1

Every day I receive an email with a word document. All text in the document exists in a table in the document. I have hundreds of these word documents (I get one every day). I want to use python to open each document, copy the text that I need, and paste it into an excel document. However, I am getting stuck on the very first part. I can't pull the text from the word document. I am trying to use python-docx module to pull the text, but I can't figure out how to read the text from the tables.

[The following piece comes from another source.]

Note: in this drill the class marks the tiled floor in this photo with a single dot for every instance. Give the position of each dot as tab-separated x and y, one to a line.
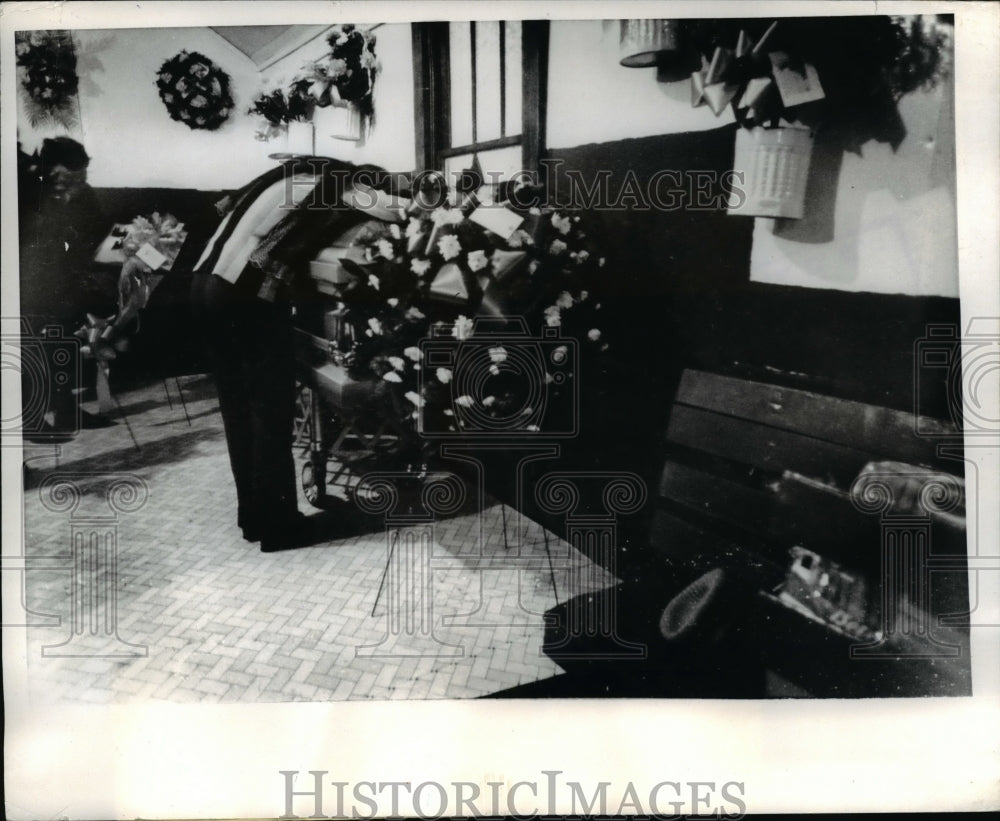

I modified a getText module in the python intro book I am reading, but it doesn't seem to work. Am I even on the right track here?

import docx
fullText = []

def getText(filename):
    doc = docx.Document(filename)
    for table in doc.Tables:
        for row in table.Rows:
            for cell in row.Cells:
                  fullText.append(cell.text)
    return '\n'.join(fullText)

Okay, after looking at this other question I have realized that I am actually having a different problem than I thought. I have made changes and have the following code:

import docx
fullText = []

doc = docx.Document('c:\\btest\\January18.docx')
for table in doc.tables:
    for row in table.rows:
            for cell in row.cells:
                  fullText.append(cell.text)
'\n'.join(fullText)

print(fullText)

it is printing out this:

['', '', '', '', '', '', '', '', '', '', '', '', '', '', '', '', '', '', '', '', '', '', '', '', '', '', '', '', '', '', '', '', '', '', '', '', '', '', '', '', '', '', '', '', '', '', '', '', '', '', '', '', '', '', '', '', '', '', '', '', '', '', '', '', '', '', '', '', '', '', '', '', '', '', '', '', '', '', '', '', '', '', '', '', '', '', '', '', '', '', '', '', '', '', '', '', '', '', '', '', '', '', '', '', '', '', '', '', '', '', '', '', '', '', '', '', '', '', '', '', '', '', '', '', '', '', '', '', '', '', '', '', '', '', '', '', '', '', '', '', '', '', '', '', '', '', '', '', '', '', '', '', '', '', '', '', '', '', '', '', '', '', '', '', '', '', '', '', '', '', '', '', '', '', '', '', '', '', '', '', '', '', '', '', '', '', '', '', '', '', '', '', '', '', '', '', '', '', '', '', '', '', '', '', '', '', '', '', '', '', '', '', '', '', '', '', '', '', '', '', '', '', '', '', '', '', '', '', '', '', '', '', '', '', '', '', '', '', '', '', '', '', '', '', '', '', '', '', '', '', '', '', '', '', '', '', '', '', '', '', '', '', '', '', '', '', '', '', '', '', '', '', '', '', '', '', '', '', '', '', '', '', '', '', '', '', '', '', '', '', '', '', '', '', '', '', '', '', '', '', '', '', '', '', '', '', '', '', '', '', '', '', '', '', '', '', '', '', '', '', '', '', '', '', '', '', '', '', '', '', '', '', '', '', '', '', '', '', '', '', '', '', '', '', '', '', '', '', '', '', '', '', '', '', '', '', '', '', '', '', '', '', '', '', '', '', '', '', '', '', '', '', '', '', '', '', '', '', '', '']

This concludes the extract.